Is there a quicker way of running GridsearchCV

bidby picture bidby · Feb 26, 2016 · Viewed 15k times · Source

I'm optimizing some paramters for an SVC in sklearn, and the biggest issue here is having to wait 30 minutes before I try out any other parameter ranges. Worse is the fact that I'd like to try more values for c and gamma within the same range (so I can create a smoother surface plot) but I know that it will just take longer and longer... When I ran it today I changed the cache_size from 200 to 600 (without really knowing what it does) to see if it made a difference. The time decreased by about a minute.

Is this something I can help? Or am I just gonna have to deal with a very long time?

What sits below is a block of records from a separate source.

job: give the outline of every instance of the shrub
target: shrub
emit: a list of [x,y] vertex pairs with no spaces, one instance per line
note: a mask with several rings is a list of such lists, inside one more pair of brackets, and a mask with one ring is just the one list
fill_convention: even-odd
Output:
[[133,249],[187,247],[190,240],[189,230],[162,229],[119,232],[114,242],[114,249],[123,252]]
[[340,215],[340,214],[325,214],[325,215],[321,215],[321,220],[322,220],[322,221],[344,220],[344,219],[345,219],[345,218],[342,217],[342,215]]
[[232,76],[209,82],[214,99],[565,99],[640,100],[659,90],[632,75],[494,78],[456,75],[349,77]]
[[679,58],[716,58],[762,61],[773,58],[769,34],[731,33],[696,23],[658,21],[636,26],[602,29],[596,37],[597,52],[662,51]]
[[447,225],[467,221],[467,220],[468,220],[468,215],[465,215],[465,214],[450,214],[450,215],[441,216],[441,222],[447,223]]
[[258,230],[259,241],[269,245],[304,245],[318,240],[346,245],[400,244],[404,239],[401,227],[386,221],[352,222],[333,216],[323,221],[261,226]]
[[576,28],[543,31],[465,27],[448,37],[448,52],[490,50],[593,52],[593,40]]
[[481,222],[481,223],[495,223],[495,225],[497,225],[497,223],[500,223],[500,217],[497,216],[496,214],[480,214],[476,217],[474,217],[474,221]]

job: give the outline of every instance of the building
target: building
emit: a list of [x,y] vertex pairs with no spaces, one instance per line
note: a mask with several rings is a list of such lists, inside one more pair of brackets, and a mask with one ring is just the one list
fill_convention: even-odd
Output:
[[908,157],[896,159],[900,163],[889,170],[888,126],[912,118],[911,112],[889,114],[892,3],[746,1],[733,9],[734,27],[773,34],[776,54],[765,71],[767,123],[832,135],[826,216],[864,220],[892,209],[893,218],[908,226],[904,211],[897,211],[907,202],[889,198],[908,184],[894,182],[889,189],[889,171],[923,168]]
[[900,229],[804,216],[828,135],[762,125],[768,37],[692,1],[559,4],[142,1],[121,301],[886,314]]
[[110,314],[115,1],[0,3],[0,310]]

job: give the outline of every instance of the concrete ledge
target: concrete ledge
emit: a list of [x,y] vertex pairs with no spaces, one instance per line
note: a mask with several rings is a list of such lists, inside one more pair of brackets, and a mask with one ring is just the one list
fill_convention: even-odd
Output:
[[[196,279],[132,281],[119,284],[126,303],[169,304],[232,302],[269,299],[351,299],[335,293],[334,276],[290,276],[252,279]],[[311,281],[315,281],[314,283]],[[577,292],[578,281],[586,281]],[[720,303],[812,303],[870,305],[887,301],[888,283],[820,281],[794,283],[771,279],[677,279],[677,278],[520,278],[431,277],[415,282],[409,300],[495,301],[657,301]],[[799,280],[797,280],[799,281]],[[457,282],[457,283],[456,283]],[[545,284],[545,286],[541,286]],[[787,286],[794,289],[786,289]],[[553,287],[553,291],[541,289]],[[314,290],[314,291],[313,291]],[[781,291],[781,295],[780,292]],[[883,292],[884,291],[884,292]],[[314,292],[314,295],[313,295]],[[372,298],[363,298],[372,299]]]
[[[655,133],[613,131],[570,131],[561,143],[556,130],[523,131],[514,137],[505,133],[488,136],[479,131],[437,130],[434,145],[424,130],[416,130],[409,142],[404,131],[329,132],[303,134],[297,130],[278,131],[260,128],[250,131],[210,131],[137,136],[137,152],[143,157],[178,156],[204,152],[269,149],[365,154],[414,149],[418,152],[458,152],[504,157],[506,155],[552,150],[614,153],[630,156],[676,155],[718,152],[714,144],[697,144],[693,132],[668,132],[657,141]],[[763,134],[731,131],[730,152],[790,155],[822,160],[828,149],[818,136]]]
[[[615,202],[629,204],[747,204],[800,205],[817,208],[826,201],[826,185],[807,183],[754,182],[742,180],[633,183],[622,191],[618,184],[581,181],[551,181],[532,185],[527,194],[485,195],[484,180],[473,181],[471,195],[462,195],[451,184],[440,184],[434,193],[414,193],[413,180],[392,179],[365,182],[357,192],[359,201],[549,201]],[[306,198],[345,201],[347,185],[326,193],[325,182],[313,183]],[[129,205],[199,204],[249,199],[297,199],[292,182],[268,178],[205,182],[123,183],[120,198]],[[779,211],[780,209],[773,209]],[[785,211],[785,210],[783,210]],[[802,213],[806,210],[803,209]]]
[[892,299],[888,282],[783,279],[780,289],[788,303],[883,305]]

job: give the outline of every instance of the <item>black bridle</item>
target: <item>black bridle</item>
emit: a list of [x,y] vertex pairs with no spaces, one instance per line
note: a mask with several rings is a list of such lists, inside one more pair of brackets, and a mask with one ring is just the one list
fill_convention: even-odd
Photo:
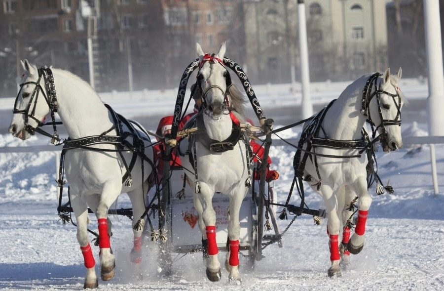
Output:
[[[199,64],[199,70],[197,72],[198,74],[199,74],[199,72],[200,71],[200,70],[202,69],[202,67],[203,66],[204,64],[208,61],[213,62],[210,63],[210,66],[213,65],[215,63],[219,63],[221,66],[225,68],[225,65],[223,64],[223,61],[221,60],[221,59],[218,58],[215,56],[216,55],[215,54],[212,54],[211,55],[209,54],[206,54],[203,59],[201,61],[200,63]],[[220,90],[221,92],[222,92],[222,94],[224,96],[224,101],[223,101],[223,105],[224,106],[224,110],[223,111],[225,111],[226,109],[227,109],[228,107],[229,106],[228,102],[228,95],[229,95],[229,89],[230,86],[231,85],[231,78],[230,76],[230,74],[228,73],[228,70],[226,70],[226,75],[225,76],[225,84],[226,84],[226,88],[225,91],[224,91],[222,88],[220,86],[218,86],[217,85],[212,85],[207,88],[206,90],[204,91],[203,89],[202,88],[202,83],[198,79],[197,82],[196,82],[196,84],[197,86],[200,89],[200,91],[202,92],[202,107],[203,109],[203,112],[205,114],[208,115],[208,111],[211,111],[209,109],[209,105],[208,105],[208,103],[207,102],[206,96],[207,94],[210,91],[210,90],[213,89],[216,89]]]
[[[57,134],[56,125],[62,124],[61,122],[56,122],[54,113],[57,112],[58,103],[57,103],[57,95],[56,95],[55,86],[54,84],[54,76],[52,75],[52,72],[49,68],[42,67],[37,69],[38,73],[38,78],[37,82],[29,81],[20,84],[20,90],[19,91],[15,98],[15,101],[14,103],[14,109],[12,110],[12,113],[15,114],[17,113],[21,113],[25,116],[25,130],[31,134],[34,134],[35,131],[37,131],[39,133],[49,136],[52,138],[51,142],[53,144],[56,142],[60,141],[59,138],[59,135]],[[45,89],[42,87],[40,84],[40,81],[42,78],[45,84]],[[25,85],[28,84],[32,84],[35,85],[34,89],[31,95],[29,97],[30,98],[29,102],[26,108],[23,110],[19,110],[17,109],[17,102],[18,101],[19,96],[22,92],[22,88]],[[51,118],[52,122],[47,123],[43,124],[42,122],[36,118],[34,116],[36,114],[36,108],[37,105],[37,101],[39,96],[39,93],[41,92],[48,107],[51,111]],[[34,100],[35,98],[35,100]],[[34,101],[34,106],[32,106],[33,101]],[[33,127],[29,124],[29,119],[31,118],[37,123],[37,126]],[[54,134],[51,134],[45,131],[43,129],[40,128],[40,126],[44,125],[52,125],[54,129]]]
[[[401,125],[401,98],[399,93],[397,92],[396,94],[392,94],[384,91],[381,89],[382,82],[379,82],[379,84],[377,84],[378,78],[382,76],[382,74],[375,73],[372,75],[367,82],[364,86],[364,91],[363,92],[362,99],[361,100],[362,108],[360,112],[364,116],[367,117],[367,122],[369,123],[371,126],[372,130],[372,138],[374,138],[378,129],[381,128],[381,133],[379,136],[381,138],[385,138],[387,136],[387,131],[385,126],[389,125]],[[374,91],[372,93],[371,92],[372,87],[374,88]],[[384,119],[382,116],[382,111],[381,109],[381,101],[380,96],[381,94],[385,94],[392,97],[393,98],[393,101],[395,103],[395,106],[398,110],[395,119]],[[373,121],[371,120],[371,117],[370,115],[370,104],[371,99],[376,96],[376,102],[378,105],[378,111],[379,115],[379,118],[381,120],[381,123],[379,125],[376,125]],[[398,97],[398,103],[395,100],[396,97]],[[374,127],[375,126],[375,128]]]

clf = svm.SVC(kernel="rbf" , probability = True, cache_size = 600)

gamma_range = [1e-7,1e-6,1e-5,1e-4,1e-3,1e-2,1e-1,1e0,1e1]
c_range = [1e-3,1e-2,1e-1,1e0,1e1,1e2,1e3,1e4,1e5]
param_grid = dict(gamma = gamma_range, C = c_range)

grid = GridSearchCV(clf, param_grid, cv= 10, scoring="accuracy")
%time grid.fit(X_norm, y)

returns:

Wall time: 32min 59s

GridSearchCV(cv=10, error_score='raise',
   estimator=SVC(C=1.0, cache_size=600, class_weight=None, coef0=0.0, degree=3, gamma=0.0,
kernel='rbf', max_iter=-1, probability=True, random_state=None,
shrinking=True, tol=0.001, verbose=False),
   fit_params={}, iid=True, loss_func=None, n_jobs=1,
   param_grid={'C': [0.001, 0.01, 0.1, 1.0, 10.0, 100.0, 1000.0, 10000.0, 100000.0], 'gamma': [1e-07, 1e-06, 1e-05, 0.0001, 0.001, 0.01, 0.1, 1.0, 10.0]},
   pre_dispatch='2*n_jobs', refit=True, score_func=None,
   scoring='accuracy', verbose=0)

Answer

Randy picture Randy · Feb 26, 2016

A few things:

  1. 10-fold CV is overkill and causes you to fit 10 models for each parameter group. You can get an instant 2-3x speedup by switching to 5- or 3-fold CV (i.e., cv=3 in the GridSearchCV call) without any meaningful difference in performance estimation.
  2. Try fewer parameter options at each round. With 9x9 combinations, you're trying 81 different combinations on each run. Typically, you'll find better performance at one end of the scale or the other, so maybe start with a coarse grid of 3-4 options, and then go finer as you start to identify the area that's more interesting for your data. 3x3 options means a 9x speedup vs. what you're doing now.
  3. You can get a trivial speedup by setting njobs to 2+ in your GridSearchCV call so you run multiple models at once. Depending on the size of your data, you may not be able to increase it too high, and you won't see an improvement increasing it past the number of cores you're running, but you can probably trim a bit of time that way.